If ordering were important, maintain a parallel ordered list where each index is added in the same order they were generated from the initial offset list.

And for N=15 and K=15 so you should see every item:

Offset numbers { 1 9 4 11 6 4 6 7 2 3 2 0 2 0 0 }

Index values as they grow:

(unused offset 1) 1
(+9) 1 10
(+4) 1 5 10
(+11) 1 5 10 14
(+6) 1 5 8 10 14
(+4) 1 5 6 8 10 14
(+6) 1 5 6 8 10 11 14
(+7) 1 5 6 8 10 11 13 14
(+2) 1 3 5 6 8 10 11 13 14
(+3) 1 3 5 6 7 8 10 11 13 14
(+2) 1 3 4 5 6 7 8 10 11 13 14
(+0) 0 1 3 4 5 6 7 8 10 11 13 14
(+2) 0 1 3 4 5 6 7 8 10 11 12 13 14
(+0) 0 1 2 3 4 5 6 7 8 10 11 12 13 14
(+0) 0 1 2 3 4 5 6 7 8 9 10 11 12 13 14

If you want that in random order, preserve the order of the offsets:  { 1 10 5 14 8 6 11 13 3 7 4 0 12 2 9 }

Or if you prefer to see it from the perspective of the UNUSED pool:

(position 1) 0 1 2 3 4 5 6 7 8 9 10 11 12 13 14
(9) 0 2 3 4 5 6 7 8 9 10 11 12 13 14
(4) 0 2 3 4 5 6 7 8 9 11 12 13 14
(11) 0 2 3 4 6 7 8 9 11 12 13 14
(6) 0 2 3 4 6 7 8 9 11 12 13
(4) 0 2 3 4 6 7 9 11 12 13
(6) 0 2 3 4 7 9 11 12 13
(7) 0 2 3 4 7 9 12 13
(2) 0 2 3 4 7 9 12
(3) 0 2 4 7 9 12
(2) 0 2 4 9 12
(0) 0 2 9 12
(2) 2 9 12
(0) 2 9
(0) 9

I'm pretty sure that would generate a biased distribution rather than a random distribution.  Also, the multi-round RSA thing is going to be rather complex.

#include <iostream>

int C[20][20] = {0};

void print_combination(int r, int n, int k) {
  if (k == 0)
    return;
  bool selected = (r < C[n-1][k-1]);
  if (selected) {
    print_combination(r, n-1, k-1);
    std::cout << n << ' ';
  }
  else
    print_combination(r - C[n-1][k-1], n-1, k);
}

int main() {
  // Initialize combinatorial numbers table                                                                                               
  for (int i = 0; i < 20; ++i) {
    C[i][0] = 1;
    for (int j = 1; j <= i; ++j)
      C[i][j] = C[i-1][j-1] + C[i-1][j];
  }

  // Loop over all combinations                                                                                                           
  for (int x = 0; x < C[6][3]; ++x) {
    print_combination(x, 6, 3);
    std::cout << '\n';
  }
}

For your original question, call `print_combination(random_number, 6, 3)'.

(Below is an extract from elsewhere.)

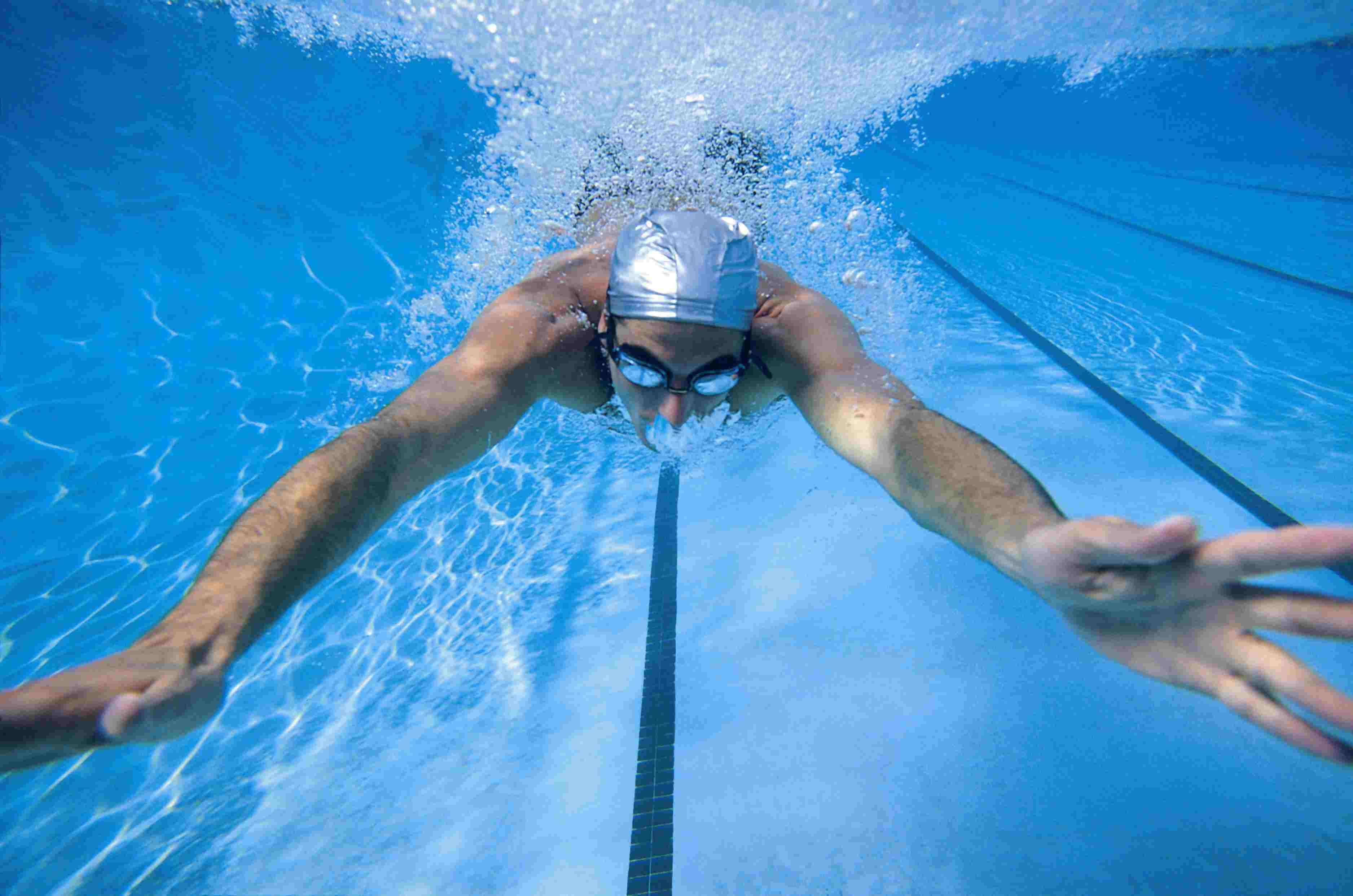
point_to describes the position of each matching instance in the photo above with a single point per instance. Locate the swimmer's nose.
(677, 409)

Also see the constraint: - N and K are very big - I mean, you can't iterate all the possibilities

3 minutes ago, frob said:

Also see the constraint: - N and K are very big - I mean, you can't iterate all the possibilities

If you were referring to my code, the iteration over all possibilities is for demonstration purposes only. The function print_combination would work for large N and K (as long as you can handle numbers as big as C[N][K], which is assumed as part of the original post).

EDIT: It can also be done non-recursively, but I think the code is easier to understand in this version.